I tested the bottled H20 and it tested 0 for ammonia. My tap H20 tests .25 for ammonia. I add Prime. My nitrites are 0 and my nitrate is 5 (in my tank).
What type of snails should I buy and how many?
Do I have too many fish? Should I buy more plants? The thought of changing my substrate seems like a nightmare!
Should I do a complete H20 change and a vigorous substrate cleaning...this is hard because I don't want to disturb my plants.
Just my 2¢ but I don't think you have to many fish. On the plants in my opinion more is better but that's just how I like tanks to look. Each their own there. When others have mention fast growing plants stem plants are best there. Wisteria
is one that will grow fast provided it has the right amount of fertilizer and lights. " green hairy stringy stuff" I am going to assume is a type of moss. Probably Java Moss
. That's a pretty slow growing plant but will still help. Amazon swords once again some what slow growers but can grow fast with the right type of setup. Anyways like I said I would add more plants just for the look of things but they do help out a lot.

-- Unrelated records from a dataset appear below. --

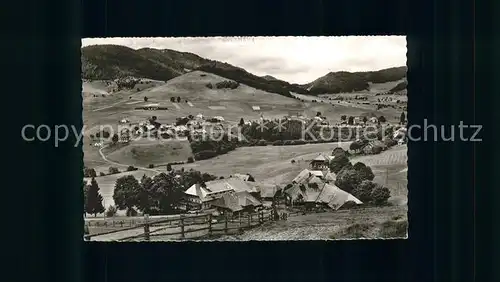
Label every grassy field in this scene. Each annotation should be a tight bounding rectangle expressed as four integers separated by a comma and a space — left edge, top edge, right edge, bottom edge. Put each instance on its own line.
173, 142, 349, 184
89, 206, 408, 241
106, 139, 193, 167
218, 206, 408, 241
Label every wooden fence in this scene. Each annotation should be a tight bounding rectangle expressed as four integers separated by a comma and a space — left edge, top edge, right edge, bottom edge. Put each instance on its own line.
85, 210, 290, 241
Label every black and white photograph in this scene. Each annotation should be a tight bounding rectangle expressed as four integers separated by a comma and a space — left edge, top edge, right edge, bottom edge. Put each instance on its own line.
81, 36, 410, 242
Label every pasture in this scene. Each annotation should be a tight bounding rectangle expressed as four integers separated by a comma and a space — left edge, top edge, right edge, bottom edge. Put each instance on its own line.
83, 168, 156, 209
106, 139, 193, 167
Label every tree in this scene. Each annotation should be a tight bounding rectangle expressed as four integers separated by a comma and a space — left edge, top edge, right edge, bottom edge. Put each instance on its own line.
332, 147, 347, 157
352, 180, 376, 203
127, 165, 137, 171
83, 167, 97, 177
371, 185, 391, 205
86, 177, 104, 217
113, 175, 140, 213
335, 165, 362, 193
330, 155, 350, 173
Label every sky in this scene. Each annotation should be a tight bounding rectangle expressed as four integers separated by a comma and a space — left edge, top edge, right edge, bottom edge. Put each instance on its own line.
82, 36, 406, 84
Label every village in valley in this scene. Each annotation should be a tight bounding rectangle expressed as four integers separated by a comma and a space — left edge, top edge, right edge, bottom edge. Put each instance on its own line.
82, 38, 408, 242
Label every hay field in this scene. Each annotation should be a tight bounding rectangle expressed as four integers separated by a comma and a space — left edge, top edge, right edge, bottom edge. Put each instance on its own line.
106, 139, 193, 167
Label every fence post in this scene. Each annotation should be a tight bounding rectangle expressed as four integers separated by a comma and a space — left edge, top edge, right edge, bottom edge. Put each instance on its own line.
181, 214, 185, 239
208, 213, 212, 236
144, 214, 149, 241
224, 215, 227, 234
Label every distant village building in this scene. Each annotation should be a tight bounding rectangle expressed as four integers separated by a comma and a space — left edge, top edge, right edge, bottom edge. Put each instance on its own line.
310, 154, 334, 170
184, 177, 259, 210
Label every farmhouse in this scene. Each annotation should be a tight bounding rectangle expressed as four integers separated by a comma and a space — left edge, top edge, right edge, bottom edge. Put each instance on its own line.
285, 183, 362, 210
184, 177, 258, 209
233, 173, 255, 182
310, 154, 334, 170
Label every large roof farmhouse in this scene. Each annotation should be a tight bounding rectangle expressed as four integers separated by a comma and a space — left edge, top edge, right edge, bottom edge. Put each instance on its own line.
184, 177, 258, 209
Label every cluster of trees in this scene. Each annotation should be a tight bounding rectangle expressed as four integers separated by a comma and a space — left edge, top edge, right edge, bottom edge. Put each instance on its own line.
113, 170, 217, 215
241, 120, 356, 145
330, 151, 390, 205
188, 134, 239, 161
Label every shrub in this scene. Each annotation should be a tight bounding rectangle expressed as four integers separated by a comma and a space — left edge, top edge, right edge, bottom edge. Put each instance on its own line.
247, 174, 255, 182
352, 162, 375, 181
109, 166, 120, 174
126, 208, 137, 216
83, 168, 97, 177
273, 140, 283, 146
106, 206, 118, 217
372, 146, 383, 154
127, 165, 138, 171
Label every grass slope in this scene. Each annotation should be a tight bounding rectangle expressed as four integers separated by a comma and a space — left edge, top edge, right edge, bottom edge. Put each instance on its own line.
303, 66, 407, 95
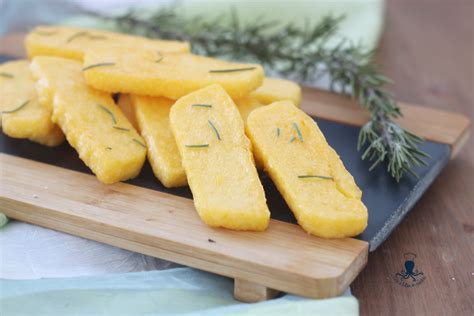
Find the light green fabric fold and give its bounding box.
[0,268,358,316]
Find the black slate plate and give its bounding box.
[0,56,450,251]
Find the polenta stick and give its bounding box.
[117,93,140,131]
[251,78,301,107]
[0,60,64,146]
[84,48,263,100]
[235,95,264,122]
[170,85,270,231]
[31,57,146,184]
[246,101,367,238]
[131,96,188,188]
[25,25,190,60]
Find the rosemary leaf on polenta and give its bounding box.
[208,120,222,140]
[2,100,30,114]
[155,52,164,63]
[133,138,146,148]
[293,122,303,142]
[82,63,115,71]
[97,104,117,124]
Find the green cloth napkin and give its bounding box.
[0,268,359,316]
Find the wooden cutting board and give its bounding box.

On the gravel that's kinda big and doing a substrate swap is not that big of headache as some may thing. I have done it on 2 or 3 different occasions. With that size gravel I would make sure and do a good gravel vacuum and make sure no decaying matter is down in the cracks and grooves of the gravel. I think if you changed the gravel out with something smaller you would see a difference in how the plants grow and how the appearance of the tank will look.
On the snails the two I would suggest would be bladder snails and Malaysian trumpet snails. If you only want one type stick with the Malaysian trumpet snails as they will burrow into the substrate and break matter down making it easier for the bacteria to assimilate. Bladder snails do the same they just don't burrow. Now I don't know how well they will be able to burrow with the gravel you have. It might be to big for them to effectively do so. On how many well just a couple will do it as they multiple before you know it. They won't over take your tank if you don't overfeed but they will continue to breed as long as the food source is plentiful.
Bottom line here my advice is do a good substrate vacuum and think about redoing the substrate. Would also get some snails to help break down the decaying matter faster (if any is there. Chances are there is).